На хорошем английском со сладким французским акцентом Тарик рассказывает в вечернем телешоу о том, как модернизировать ислам, вывести мусульман из загонов национальных меньшинств и превратить в полноценных европейских граждан, чтобы их не боялись и они не пугались.

«Да, можно сказать, что я проповедую „вестернизацию“. Но я не отступаю от универсальных принципов своей религии. Я всего лишь стараюсь не смешивать ислам с традициями мусульманских стран».

Дедом Тарика Рамадана был знаменитый египтянин шейх Хасан аль-Банн, основатель реформистского движения «Братья-мусульмане» (1928), которое мечтало построить новый мир на постулатах шариата и, само того не желая, стало «матрицей» для современных исламских фундаменталистских течений. Отсюда вышли и «Аль-Каида» и ХАМАС.

Отец Тарика Рамадана Саид Рамадан занимался созданием исламских центров в Европе. Когда дед Тарика был убит (1949), а «Братья-мусульмане» запрещены в Египте (организацию обвинили в покушении на президента Насера), то отец Рамадана, заочно приговоренный к трем пожизненным заключениям по обвинению в измене родине, эмигрировал в Швейцарию. В 1962 году в Женеве родился Тарик.
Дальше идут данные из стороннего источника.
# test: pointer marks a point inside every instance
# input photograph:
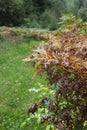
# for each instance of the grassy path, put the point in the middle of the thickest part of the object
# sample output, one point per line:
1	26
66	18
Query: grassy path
15	82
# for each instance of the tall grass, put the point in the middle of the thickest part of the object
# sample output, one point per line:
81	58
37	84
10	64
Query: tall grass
15	83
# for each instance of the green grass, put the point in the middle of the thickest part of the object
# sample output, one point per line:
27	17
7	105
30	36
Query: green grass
15	82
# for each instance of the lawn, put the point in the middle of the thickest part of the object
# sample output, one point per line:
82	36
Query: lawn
17	88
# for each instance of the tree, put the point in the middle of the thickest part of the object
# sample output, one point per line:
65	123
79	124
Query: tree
11	12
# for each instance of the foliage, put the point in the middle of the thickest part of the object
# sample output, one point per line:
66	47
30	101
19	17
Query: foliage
16	85
64	59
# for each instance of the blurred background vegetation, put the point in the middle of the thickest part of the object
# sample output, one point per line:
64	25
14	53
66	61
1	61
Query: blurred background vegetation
39	14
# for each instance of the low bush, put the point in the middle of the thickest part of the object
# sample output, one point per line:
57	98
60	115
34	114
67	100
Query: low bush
64	60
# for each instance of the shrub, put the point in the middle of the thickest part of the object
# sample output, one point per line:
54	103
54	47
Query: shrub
64	59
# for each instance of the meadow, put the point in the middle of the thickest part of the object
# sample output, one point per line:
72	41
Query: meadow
18	90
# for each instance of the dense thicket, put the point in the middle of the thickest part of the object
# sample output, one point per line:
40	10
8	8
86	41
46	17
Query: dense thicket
36	13
64	59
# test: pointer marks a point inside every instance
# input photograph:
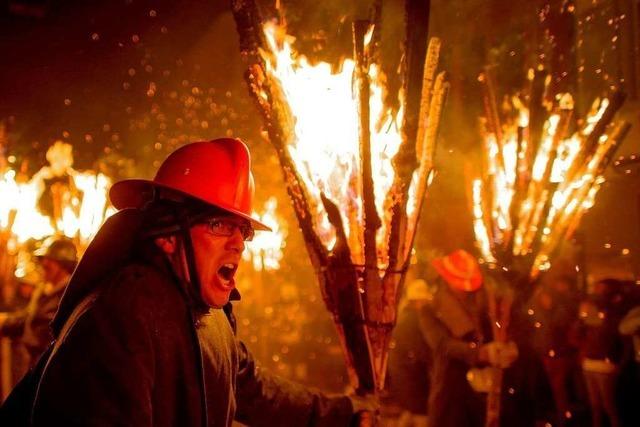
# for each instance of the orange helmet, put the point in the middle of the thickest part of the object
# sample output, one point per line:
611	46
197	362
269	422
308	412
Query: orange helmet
460	270
216	172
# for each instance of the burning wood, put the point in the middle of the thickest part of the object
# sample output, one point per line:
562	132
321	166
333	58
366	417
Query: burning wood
356	182
77	206
265	250
534	191
538	180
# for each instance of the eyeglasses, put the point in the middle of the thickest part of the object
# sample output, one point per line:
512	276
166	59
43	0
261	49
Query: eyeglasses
227	226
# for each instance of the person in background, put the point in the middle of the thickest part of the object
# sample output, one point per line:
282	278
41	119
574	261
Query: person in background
553	314
602	348
145	331
458	330
57	257
410	359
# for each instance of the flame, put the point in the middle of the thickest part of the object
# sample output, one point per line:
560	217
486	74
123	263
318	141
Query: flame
81	214
325	148
265	250
562	184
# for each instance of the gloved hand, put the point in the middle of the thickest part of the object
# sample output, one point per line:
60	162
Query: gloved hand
499	354
365	409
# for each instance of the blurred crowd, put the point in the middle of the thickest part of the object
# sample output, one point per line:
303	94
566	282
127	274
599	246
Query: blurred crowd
568	356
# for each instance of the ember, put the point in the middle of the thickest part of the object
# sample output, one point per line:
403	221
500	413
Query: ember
540	178
330	132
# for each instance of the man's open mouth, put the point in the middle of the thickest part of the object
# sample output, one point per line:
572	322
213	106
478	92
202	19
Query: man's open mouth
226	273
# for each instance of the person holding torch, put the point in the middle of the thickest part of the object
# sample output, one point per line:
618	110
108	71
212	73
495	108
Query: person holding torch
58	257
145	333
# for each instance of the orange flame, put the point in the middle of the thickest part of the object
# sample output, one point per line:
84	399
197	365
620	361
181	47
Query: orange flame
325	148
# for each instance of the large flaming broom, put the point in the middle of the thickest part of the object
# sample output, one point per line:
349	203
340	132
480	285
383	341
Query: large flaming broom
358	210
541	173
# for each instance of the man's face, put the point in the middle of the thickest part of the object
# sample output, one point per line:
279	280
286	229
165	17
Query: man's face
217	258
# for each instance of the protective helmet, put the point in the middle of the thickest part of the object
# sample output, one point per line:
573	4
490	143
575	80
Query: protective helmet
216	172
58	248
460	270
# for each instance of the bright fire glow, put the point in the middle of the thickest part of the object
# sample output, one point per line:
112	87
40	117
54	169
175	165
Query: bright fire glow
561	182
325	149
79	208
265	250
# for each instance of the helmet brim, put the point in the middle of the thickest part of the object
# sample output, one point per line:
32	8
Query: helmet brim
136	193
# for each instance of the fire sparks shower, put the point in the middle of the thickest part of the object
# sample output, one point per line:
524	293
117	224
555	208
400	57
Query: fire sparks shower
541	173
356	177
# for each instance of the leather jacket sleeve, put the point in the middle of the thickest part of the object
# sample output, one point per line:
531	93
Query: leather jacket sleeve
102	374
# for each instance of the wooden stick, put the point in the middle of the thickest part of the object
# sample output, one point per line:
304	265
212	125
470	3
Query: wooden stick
361	75
278	119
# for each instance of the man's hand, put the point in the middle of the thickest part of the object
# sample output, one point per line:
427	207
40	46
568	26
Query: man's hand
499	354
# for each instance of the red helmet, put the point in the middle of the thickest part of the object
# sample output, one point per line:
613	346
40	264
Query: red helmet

Младший из шести детей в семье, Тарик был назван в честь арабского военачальника Тарика-ибн-Зияда, завоевавшего Испанию в 711 году. При этом сам Тарик Рамадан неоднократно отказывался от любого соотношения своего имени с деятельностью движения «Братьев-мусульман», хотя память деда чтит и пользуется его именем для установления контактов в исламском мире.

Самое удивительное, что при такой вовлеченности отца в политические исламские движения Тарику дали светское образование. Он учился в обыкновенной швейцарской школе, поступил в Женевский университет, где изучал философию, литературу и социологию. Параллельно много путешествовал: Латинская Америка, Индия, Африка, он даже провел один месяц с тибетским Далай-ламой. Прочитал полное собрание сочинений Достоевского и написал диплом о человеке, который сказал, что Бог умер, — о Фридрихе Ницше.

В интервью Рамадан часто рассказывает, что быть мусульманином в Европе во времена его молодости было тяжело.

«Чтобы оставаться „хорошим“ мусульманином в Европе, требовалось держаться за свои пакистанские или североафриканские корни. Для меня это представлялось большой сложностью».

С одной стороны национализм, с другой стороны неприятие диаспорой. В 24 года он женился на швейцарской учительнице Изабель, с тех пор у них родилось четверо детей.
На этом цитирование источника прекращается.